Wenden Sie sich an Familie und Freunde, die Sie bei Bedarf emotional unterstützen können.

Panorama

Bei manchen Menschen verschwindet der Krebs durch die Behandlung. Bei anderen kann es sein, dass der Krebs nicht vollständig verschwindet oder zurückkommt.

In diesem Fall müssen Sie möglicherweise regelmäßig behandelt werden, um die Kontrolle so lange wie möglich zu behalten.

Ihre Leberkrebsbehandlung funktioniert möglicherweise nicht mehr. In diesem Fall möchten Sie sich möglicherweise darauf konzentrieren, dass Sie sich so wohl wie möglich fühlen. Dies wird als Palliativpflege bezeichnet.

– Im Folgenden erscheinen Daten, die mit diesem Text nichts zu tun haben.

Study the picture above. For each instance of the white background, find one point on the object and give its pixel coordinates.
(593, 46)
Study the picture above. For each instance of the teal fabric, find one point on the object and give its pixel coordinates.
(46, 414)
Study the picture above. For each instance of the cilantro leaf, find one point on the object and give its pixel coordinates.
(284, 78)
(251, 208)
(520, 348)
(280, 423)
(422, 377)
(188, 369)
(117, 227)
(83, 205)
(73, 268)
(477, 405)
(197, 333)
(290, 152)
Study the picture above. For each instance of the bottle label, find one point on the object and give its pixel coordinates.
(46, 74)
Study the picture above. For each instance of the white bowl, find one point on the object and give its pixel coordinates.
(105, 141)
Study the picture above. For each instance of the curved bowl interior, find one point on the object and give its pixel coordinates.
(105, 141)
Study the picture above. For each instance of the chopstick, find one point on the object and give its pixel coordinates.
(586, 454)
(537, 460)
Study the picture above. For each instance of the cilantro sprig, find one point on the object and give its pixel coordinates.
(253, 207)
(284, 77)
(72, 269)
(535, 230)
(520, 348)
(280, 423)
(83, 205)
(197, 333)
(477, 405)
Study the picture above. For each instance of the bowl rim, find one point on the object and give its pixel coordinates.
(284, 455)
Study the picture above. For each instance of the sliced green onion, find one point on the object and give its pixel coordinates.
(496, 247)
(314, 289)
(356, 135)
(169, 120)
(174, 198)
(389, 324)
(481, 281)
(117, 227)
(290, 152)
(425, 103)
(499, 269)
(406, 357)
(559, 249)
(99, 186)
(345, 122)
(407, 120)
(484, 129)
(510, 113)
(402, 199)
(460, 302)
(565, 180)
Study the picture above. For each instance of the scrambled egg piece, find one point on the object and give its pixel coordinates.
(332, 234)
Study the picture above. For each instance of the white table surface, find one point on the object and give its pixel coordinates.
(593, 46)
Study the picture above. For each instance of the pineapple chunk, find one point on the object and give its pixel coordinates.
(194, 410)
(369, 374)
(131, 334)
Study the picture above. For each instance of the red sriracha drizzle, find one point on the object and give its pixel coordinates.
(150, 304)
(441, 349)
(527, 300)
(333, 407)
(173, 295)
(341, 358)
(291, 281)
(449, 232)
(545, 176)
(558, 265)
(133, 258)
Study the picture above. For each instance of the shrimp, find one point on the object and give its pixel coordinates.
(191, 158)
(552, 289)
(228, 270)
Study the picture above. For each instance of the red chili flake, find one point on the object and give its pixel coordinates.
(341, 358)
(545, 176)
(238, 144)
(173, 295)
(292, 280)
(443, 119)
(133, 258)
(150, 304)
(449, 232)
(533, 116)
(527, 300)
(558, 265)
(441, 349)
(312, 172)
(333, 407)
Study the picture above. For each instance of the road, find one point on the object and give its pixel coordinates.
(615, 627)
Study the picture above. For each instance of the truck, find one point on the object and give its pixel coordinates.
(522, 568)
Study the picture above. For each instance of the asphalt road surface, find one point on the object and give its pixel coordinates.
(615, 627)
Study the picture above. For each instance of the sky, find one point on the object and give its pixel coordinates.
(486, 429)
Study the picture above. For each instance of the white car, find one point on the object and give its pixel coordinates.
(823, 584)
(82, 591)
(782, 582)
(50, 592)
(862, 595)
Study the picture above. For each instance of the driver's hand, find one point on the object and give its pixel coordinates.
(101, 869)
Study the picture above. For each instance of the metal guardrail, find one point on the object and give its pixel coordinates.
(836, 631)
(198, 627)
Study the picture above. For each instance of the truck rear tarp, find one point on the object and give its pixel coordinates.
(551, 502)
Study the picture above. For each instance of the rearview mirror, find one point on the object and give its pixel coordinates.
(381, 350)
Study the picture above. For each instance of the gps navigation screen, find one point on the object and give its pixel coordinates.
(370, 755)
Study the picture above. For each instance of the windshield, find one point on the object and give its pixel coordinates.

Sie sind möglicherweise nicht in der Lage, Ihren Krebs zu kontrollieren, aber Sie können die Entscheidungen darüber kontrollieren, wie Sie Ihr Leben leben werden.

Sie müssen sich den Dingen nicht alleine stellen. Schließen Sie sich einer Selbsthilfegruppe an, in der Sie Ihre Gefühle mit anderen teilen können, die verstehen, wie Sie sind.